|Gildas Kilian I|
|Divine King of Cildania|
Augustan-style portrait of King Gildas at the Saint Alexandra Cathedral in Mort Iskendra
|Reign||June 11th, 1827 - Feburary 2nd, 1868|
|Coronation||June 11th, 1827|
|Born||October 5th, 1798|
|Died||March 22nd, 1868|
|Spouse||Lady Scathniamh of Velieres|
|Princely dynasty||House of Kilian|
|Religion||Department of Cildania (ER)|
As Crown Prince he was educated first by private tutors, among which famous Cildanian philospher Iwanis Fuslye and victorious commander of the Bryncas War, General Anysus Zidyiar can be counted and then attented St. Origen University for five years before taking a senior position in the Aqildarian Army and serving as his father's representive on the Council of Princes and eventually Regent during his father's final years.
In his 29th year he ascended to the throne of the Principality of Aqildar becoming Prince Gildas VII of Aqildar, Prince of Qildar and Protector of the Free Cities.
Starting in the 1830s a series of border conflicts broke out between the Principalities of Kinaʿn and Yilrit showing the inability of the Council of Princes to maintain order and this weakness lead to the conquests of a number of Free Cities and independent bishropics and baronies by the northern and western princes. The Council and Patriarch were only able to restore order and resolve the conflicts within Cildania through the support and strength of the Aqildarian Army and the leadership of Prince Gildas.

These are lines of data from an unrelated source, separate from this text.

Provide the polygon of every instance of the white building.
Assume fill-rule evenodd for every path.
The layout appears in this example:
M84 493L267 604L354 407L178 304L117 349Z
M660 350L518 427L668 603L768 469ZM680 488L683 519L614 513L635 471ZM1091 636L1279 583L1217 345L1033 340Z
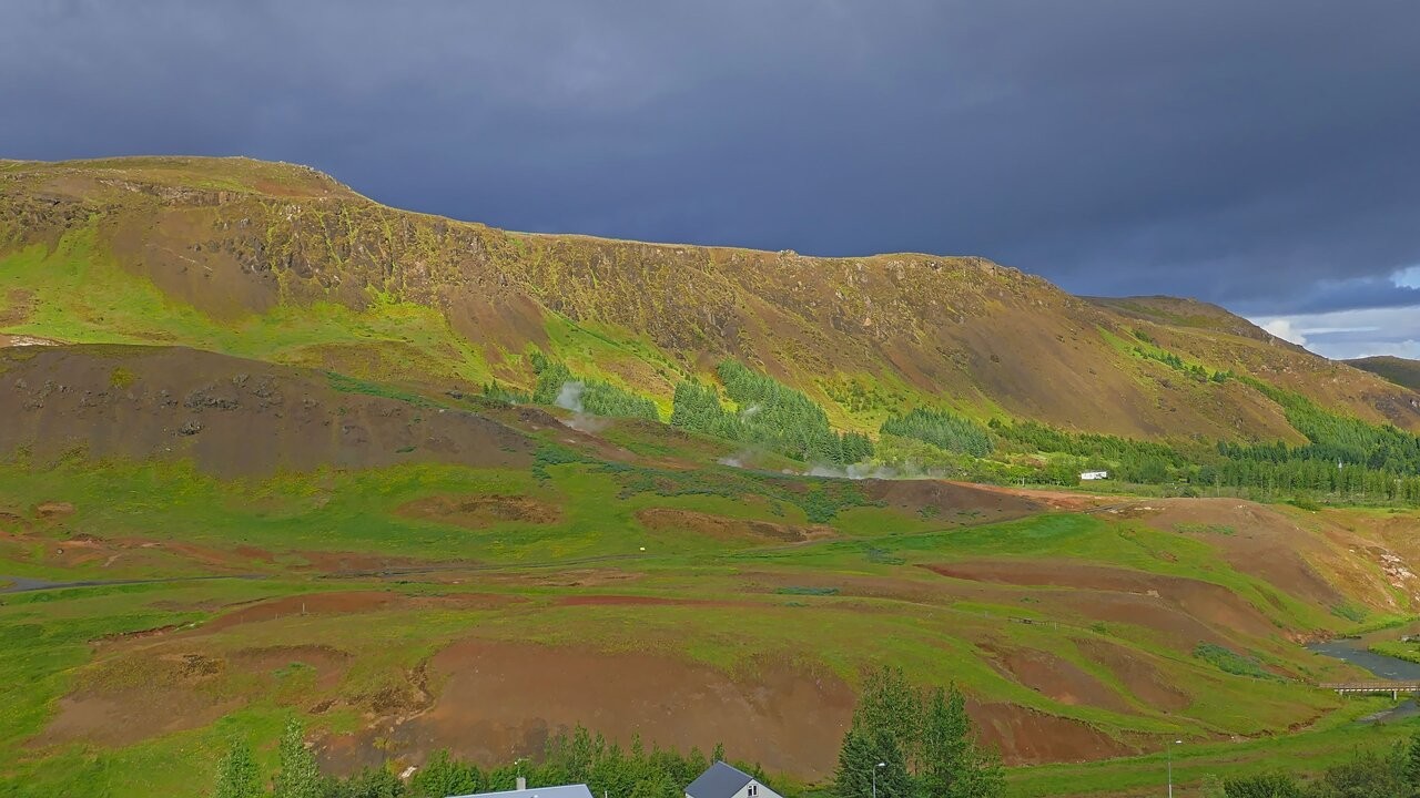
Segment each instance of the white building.
M780 798L753 775L716 763L686 788L686 798Z

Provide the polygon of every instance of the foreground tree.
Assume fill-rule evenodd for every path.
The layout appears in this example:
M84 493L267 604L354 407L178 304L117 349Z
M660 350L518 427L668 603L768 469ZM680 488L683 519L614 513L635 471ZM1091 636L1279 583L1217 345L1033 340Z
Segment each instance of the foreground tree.
M863 680L835 792L869 797L875 771L879 795L994 798L1005 788L1000 758L976 741L961 692L953 686L923 694L892 667Z
M927 697L920 748L927 798L990 798L1005 789L1001 760L976 743L966 696L954 684Z
M913 798L912 774L897 740L880 730L849 728L838 753L838 798Z
M227 755L217 763L213 798L258 798L261 792L261 770L251 757L251 747L233 741Z
M477 765L460 763L447 750L435 751L429 761L409 780L409 794L415 798L444 798L471 795L488 789L488 778Z
M291 718L277 748L281 770L275 774L271 798L322 798L325 780L315 765L315 754L305 747L305 727Z

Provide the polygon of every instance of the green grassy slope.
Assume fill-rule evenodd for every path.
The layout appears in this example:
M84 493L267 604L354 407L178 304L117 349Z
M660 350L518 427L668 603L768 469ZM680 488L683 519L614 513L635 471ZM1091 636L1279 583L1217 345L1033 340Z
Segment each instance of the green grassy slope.
M1346 361L1346 365L1369 371L1373 375L1389 379L1390 382L1411 390L1420 390L1420 361L1382 355L1376 358L1358 358L1355 361Z
M366 452L342 469L248 459L246 471L223 474L162 449L101 456L109 409L143 408L162 396L159 381L190 379L190 365L165 372L172 355L115 348L18 356L6 385L53 362L58 395L87 393L95 415L67 412L89 446L58 460L21 446L0 466L0 579L156 579L0 594L0 638L18 652L3 663L0 778L18 795L197 795L227 738L271 738L290 713L308 718L332 767L349 765L342 751L352 750L417 763L432 747L488 734L440 726L453 723L440 720L450 711L442 701L477 683L480 670L447 653L470 645L480 656L547 646L591 679L640 662L616 659L635 652L656 657L655 673L719 674L734 694L791 696L788 684L812 674L828 690L825 714L802 728L791 721L799 734L785 740L814 738L812 727L828 743L757 747L734 731L754 727L738 716L714 727L808 780L831 770L846 721L834 690L851 692L876 663L961 684L1014 764L1147 754L1176 737L1204 745L1321 734L1343 703L1311 683L1352 672L1296 642L1414 608L1392 576L1417 555L1404 534L1413 513L1118 498L1049 511L1037 498L934 481L707 466L713 442L648 422L602 439L517 409L488 410L503 422L467 410L447 420L457 413L440 405L446 396L379 396L378 386L337 392L352 402L338 405L329 378L281 369L281 412L315 400L312 412L328 413L312 416L317 426L442 408L440 423L494 423L504 443L486 460ZM203 385L260 383L270 368L209 358L196 361ZM84 359L97 365L82 373L119 373L111 396L80 382ZM168 393L179 398L175 413L192 412L182 389ZM14 416L44 417L55 396ZM288 420L240 413L203 410L195 437L258 442ZM178 440L165 423L153 440ZM403 439L365 446L393 456ZM532 454L504 457L518 452ZM564 696L557 690L507 697L518 706L538 692ZM170 711L153 717L153 704ZM682 724L667 717L714 720L703 704L670 716L622 710L648 738L676 744L686 743ZM784 709L755 711L768 723ZM594 718L550 721L574 720ZM390 724L410 731L385 737ZM1132 784L1145 767L1078 772ZM1049 792L1035 774L1014 777L1022 794Z
M243 159L21 163L0 185L3 334L521 389L537 348L662 406L674 382L733 358L851 430L929 405L1137 437L1296 440L1245 383L1179 379L1112 344L1142 331L1208 369L1420 426L1406 389L1234 317L1083 301L981 258L507 233Z

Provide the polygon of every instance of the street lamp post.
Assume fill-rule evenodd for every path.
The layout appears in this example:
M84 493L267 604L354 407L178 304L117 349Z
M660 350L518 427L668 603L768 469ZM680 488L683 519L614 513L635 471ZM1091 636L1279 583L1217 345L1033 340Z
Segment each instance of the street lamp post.
M1173 745L1181 745L1181 744L1183 740L1173 741ZM1169 798L1173 798L1173 745L1169 745Z

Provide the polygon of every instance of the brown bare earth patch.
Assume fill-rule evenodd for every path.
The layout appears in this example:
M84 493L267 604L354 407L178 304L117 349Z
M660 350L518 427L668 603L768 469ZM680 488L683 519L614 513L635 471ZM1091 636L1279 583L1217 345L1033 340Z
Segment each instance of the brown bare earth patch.
M376 574L381 571L409 571L427 567L423 559L390 557L383 554L362 554L358 551L314 551L301 550L291 554L305 559L297 571L320 571L322 574Z
M74 514L74 505L68 501L41 501L34 505L34 517L41 521L57 521Z
M409 518L454 524L481 530L506 521L555 524L562 513L550 504L524 496L429 496L402 505L398 513Z
M862 480L859 484L875 501L909 513L930 507L943 518L980 513L990 514L991 521L1001 521L1044 508L1035 497L949 480Z
M199 628L202 633L220 632L246 623L261 623L291 615L344 615L386 609L400 599L399 594L379 591L351 591L332 594L305 594L264 601L229 612Z
M636 520L653 532L693 532L723 541L782 541L804 542L834 537L834 528L824 524L797 527L747 518L728 518L709 513L693 513L669 507L648 507L636 513Z
M484 765L542 751L548 734L582 723L622 744L760 751L770 770L824 777L852 711L838 677L777 662L730 676L653 653L463 640L429 663L443 683L427 711L327 741L325 763L355 770L388 755L419 761L437 748ZM390 750L375 748L385 738Z
M118 667L118 670L114 670ZM95 682L60 699L54 718L31 747L64 743L131 745L149 737L200 728L239 706L204 686L224 662L200 653L119 660Z
M222 477L405 461L521 467L531 443L476 413L416 406L322 372L176 346L0 348L0 450L37 464L190 460ZM114 381L122 369L124 379ZM121 429L124 434L114 434Z
M339 682L351 655L331 646L264 646L233 652L227 660L233 667L248 672L271 672L298 662L315 669L315 684L325 690Z
M978 647L987 653L987 662L1003 676L1062 704L1095 706L1119 713L1133 711L1119 693L1102 684L1099 679L1049 652L994 645Z
M1308 561L1332 558L1328 547L1269 507L1237 498L1153 498L1109 513L1207 542L1233 568L1296 598L1323 606L1343 601Z
M1130 694L1147 706L1180 711L1193 703L1183 690L1169 684L1169 680L1139 650L1129 650L1096 638L1076 639L1075 646L1089 659L1108 667Z
M929 565L927 568L943 576L956 579L1133 594L1156 599L1160 605L1177 608L1200 621L1206 628L1233 629L1258 638L1267 638L1277 630L1267 616L1258 612L1247 599L1223 585L1200 579L1166 576L1068 559L1049 562L976 559Z
M985 743L995 745L1012 765L1083 763L1133 753L1086 723L1018 704L968 703L967 711Z
M683 599L667 596L577 595L558 599L562 606L763 606L748 601Z

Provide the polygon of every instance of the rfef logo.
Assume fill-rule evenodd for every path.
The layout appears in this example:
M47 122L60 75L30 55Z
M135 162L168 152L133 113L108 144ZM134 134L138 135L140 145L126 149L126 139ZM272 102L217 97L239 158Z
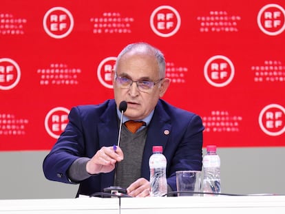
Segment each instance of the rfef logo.
M151 13L150 25L152 30L157 35L169 37L178 31L181 25L181 19L176 9L169 6L162 6Z
M264 6L258 12L257 24L266 34L275 36L285 29L285 10L275 3Z
M70 12L61 7L50 9L43 21L45 32L51 37L62 39L68 36L73 29L74 21Z
M20 78L21 69L16 62L9 58L0 58L0 89L12 89Z
M45 127L48 134L57 139L65 129L68 122L70 110L58 107L50 110L45 118Z
M285 108L271 104L260 111L258 118L260 128L268 136L277 136L285 132Z
M113 88L112 71L115 69L116 56L109 56L103 59L97 68L97 76L100 83L105 87Z
M207 82L215 87L229 84L235 76L235 67L229 58L216 55L211 57L204 66L204 76Z

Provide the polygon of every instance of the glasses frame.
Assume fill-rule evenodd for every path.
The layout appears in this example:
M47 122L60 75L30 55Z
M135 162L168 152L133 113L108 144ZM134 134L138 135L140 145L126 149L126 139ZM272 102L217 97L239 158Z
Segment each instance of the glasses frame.
M121 87L121 88L130 89L131 87L131 85L133 85L133 83L136 83L136 87L137 87L138 89L140 92L147 92L147 92L150 92L151 90L152 90L154 89L154 86L156 84L158 84L158 83L160 83L162 80L163 80L165 78L165 77L160 78L159 80L158 80L157 81L155 81L155 82L154 82L154 81L133 81L132 79L129 78L127 78L127 77L118 76L118 74L117 74L117 73L116 73L116 78L115 78L116 83L118 85L120 85L120 87L122 87L123 85L120 85L120 83L118 82L118 81L117 81L118 78L125 78L125 79L128 79L128 80L130 81L129 84L128 85L129 87L125 87L125 87ZM140 87L139 87L139 83L143 83L143 82L148 82L148 83L152 83L153 85L151 87L149 87L149 89L146 89L146 90L142 89L142 90L141 90L140 89Z

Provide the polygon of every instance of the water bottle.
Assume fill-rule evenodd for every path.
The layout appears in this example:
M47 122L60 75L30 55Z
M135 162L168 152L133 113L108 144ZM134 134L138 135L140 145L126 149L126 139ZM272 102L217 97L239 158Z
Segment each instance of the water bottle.
M162 147L152 147L153 154L149 158L150 196L165 196L167 193L166 178L167 160L162 154Z
M217 147L215 145L207 147L207 154L203 158L203 192L210 193L220 193L220 159L216 153ZM214 194L204 194L207 195L215 195ZM216 195L218 195L218 194Z

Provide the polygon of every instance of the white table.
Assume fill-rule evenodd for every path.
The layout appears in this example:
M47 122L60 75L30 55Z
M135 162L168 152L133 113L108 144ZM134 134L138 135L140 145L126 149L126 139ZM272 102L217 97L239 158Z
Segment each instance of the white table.
M2 200L0 213L285 213L285 196L189 196L145 198Z

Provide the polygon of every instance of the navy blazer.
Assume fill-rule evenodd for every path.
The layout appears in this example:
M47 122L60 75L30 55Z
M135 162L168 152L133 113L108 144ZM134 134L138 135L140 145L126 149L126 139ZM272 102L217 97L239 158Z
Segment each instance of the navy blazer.
M69 122L43 161L46 178L72 183L67 170L78 157L92 158L102 147L118 141L119 127L114 100L97 105L73 107ZM141 177L149 180L149 158L152 147L161 145L167 160L167 183L176 191L176 171L202 170L201 118L160 99L149 123L142 157ZM114 185L114 171L100 173L80 182L77 194L92 195Z

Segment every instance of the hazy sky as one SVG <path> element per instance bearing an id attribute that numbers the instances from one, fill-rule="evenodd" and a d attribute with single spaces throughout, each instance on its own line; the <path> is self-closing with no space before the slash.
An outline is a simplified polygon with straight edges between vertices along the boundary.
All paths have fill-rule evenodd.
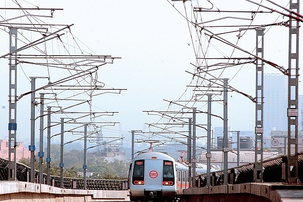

In 1847 citing the 'failure' of the Council of Princes, with the support of the nearly appointed Qildar born Patriarch Joseph VII, the Free Cities Councillor, the Prince of Gilzon and the Princes of Kinaʿn and Yilrit, he dissolved the Council of Princes and established the Divine Kingdom of Cildania.
Prince Jugurtha II of Aheblun, refuting the legality of the Kingdom and the legitimacy of the new Patriarch withdrew from the Council of Princes and reaffirmed Hebilean sovereignty and after being excommunicated broke from the Department declaring himself Patriarch-Prince of Aheblun giving Gildas just cause to invade the Principality starting off the War of Unification which was to last until 1878 when his son Mazandarand I oversaw the final rout and the execution Jugurtha II in the fifth battle of Mort Iskendra.
Gildas I died in his sleep on March the 22nd 1868 after months of infirmity at the age of 70 at his country residence in the Mekir Valley.
Though he never lived to see the capture of Mort Iskendra the largest statue of King Gildas I sits atop the walls of the Fort at Dacre Hill over looking the city.